L’accès à l’emploi dépend aussi de nombreux autres facteurs, entre autres la mobilité, la santé, la garde des enfants… Il faut développer l’emploi dans le secteur non marchand public ou associatif pour rencontrer ces besoins. Cela permettrait à la fois de créer de l’emploi dans les secteurs concernés et de favoriser l’accessibilité à l’emploi, et ce, principalement pour les femmes. En vue de développer l’emploi et permettre un meilleur équilibre entre vie professionnelle et familiale, il faut réfléchir à la mise en œuvre d’un plan global et cohérent de réduction du temps de travail. Les perspectives liées à la crise financière et économique, la « performance » de la Belgique en matière de productivité par personne mise à l’emploi, ainsi que la nécessité absolue de revoir notre modèle de développement sont autant d’arguments qui plaident pour que le partage du travail soit remis rapidement en chantier.

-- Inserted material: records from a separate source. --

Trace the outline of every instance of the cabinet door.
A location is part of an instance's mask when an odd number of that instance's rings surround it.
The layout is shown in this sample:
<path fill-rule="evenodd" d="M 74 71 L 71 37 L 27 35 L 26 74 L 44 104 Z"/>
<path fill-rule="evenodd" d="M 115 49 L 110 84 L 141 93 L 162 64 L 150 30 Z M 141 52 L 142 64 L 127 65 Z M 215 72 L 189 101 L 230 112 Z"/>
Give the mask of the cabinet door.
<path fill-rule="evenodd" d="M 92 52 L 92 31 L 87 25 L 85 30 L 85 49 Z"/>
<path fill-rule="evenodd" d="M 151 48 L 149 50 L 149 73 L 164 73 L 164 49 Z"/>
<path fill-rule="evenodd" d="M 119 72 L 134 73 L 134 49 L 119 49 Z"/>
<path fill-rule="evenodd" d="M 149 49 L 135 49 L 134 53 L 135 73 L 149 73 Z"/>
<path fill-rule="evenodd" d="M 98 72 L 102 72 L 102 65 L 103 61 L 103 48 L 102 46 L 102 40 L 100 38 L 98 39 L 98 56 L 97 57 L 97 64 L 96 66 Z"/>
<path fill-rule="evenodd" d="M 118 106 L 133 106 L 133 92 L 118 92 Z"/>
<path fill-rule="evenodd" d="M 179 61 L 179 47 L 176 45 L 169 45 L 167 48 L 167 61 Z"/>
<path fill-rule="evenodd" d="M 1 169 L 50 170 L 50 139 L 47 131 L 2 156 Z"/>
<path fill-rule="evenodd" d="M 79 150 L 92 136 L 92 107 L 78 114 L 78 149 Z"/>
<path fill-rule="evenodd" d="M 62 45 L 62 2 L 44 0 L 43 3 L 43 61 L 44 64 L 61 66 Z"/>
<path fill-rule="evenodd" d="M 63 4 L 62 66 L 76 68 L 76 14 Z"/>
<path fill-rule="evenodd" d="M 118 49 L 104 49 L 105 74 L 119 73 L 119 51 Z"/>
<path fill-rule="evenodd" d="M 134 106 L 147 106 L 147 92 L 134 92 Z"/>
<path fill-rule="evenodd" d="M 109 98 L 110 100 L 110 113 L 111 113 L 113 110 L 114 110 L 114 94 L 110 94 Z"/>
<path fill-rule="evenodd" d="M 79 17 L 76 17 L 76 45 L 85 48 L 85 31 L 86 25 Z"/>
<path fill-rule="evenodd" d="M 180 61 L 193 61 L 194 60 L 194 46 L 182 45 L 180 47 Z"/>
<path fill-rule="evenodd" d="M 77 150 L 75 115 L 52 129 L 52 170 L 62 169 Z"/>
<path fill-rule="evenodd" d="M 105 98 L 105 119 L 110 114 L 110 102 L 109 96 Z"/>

Le développement des titres-services avait pour objectif premier de « blanchir » du travail non déclaré. Le nombre de personnes occupées aujourd’hui au travers de ce système montre que les besoins pour ce type de travail existent. Néanmoins, l’incitant fiscal et les aides massives octroyées aux entreprises concernées représentent un coût colossal pour l’État sans offrir un statut complet aux travailleurs concernés. Il faut donc un encadrement plus strict des entreprises agréées. Les bénéfices générés par cette activité doivent être investis dans le capital travail de l’entreprise afin de pouvoir maintenir les travailleurs à l’emploi quand ils n’ont plus accès aux aides à l’emploi, et de leur octroyer une évolution barémique décente. Sans cette obligation, on assiste à l’organisation d’un turn-over des travailleurs. De plus, l’obligation de dispositif de formation et d’encadrement, et de respect des conditions de travail sont des critères qui doivent être ajoutés pour l’octroi de l’agrément titres-services. Nous restons par ailleurs farouchement opposés à l’élargissement des titres-services à l’accueil de l’enfance et aux soins des personnes, car nous privilégions en ces domaines des formules de financement public qui permettent de garantir le caractère non-marchand et la qualité des emplois.
Enfin, le MOC revendique le soutien au développement de projets d’économie sociale qui se situent dans une logique de développement local, durable et qui s’adressent à des publics faiblement qualifiés.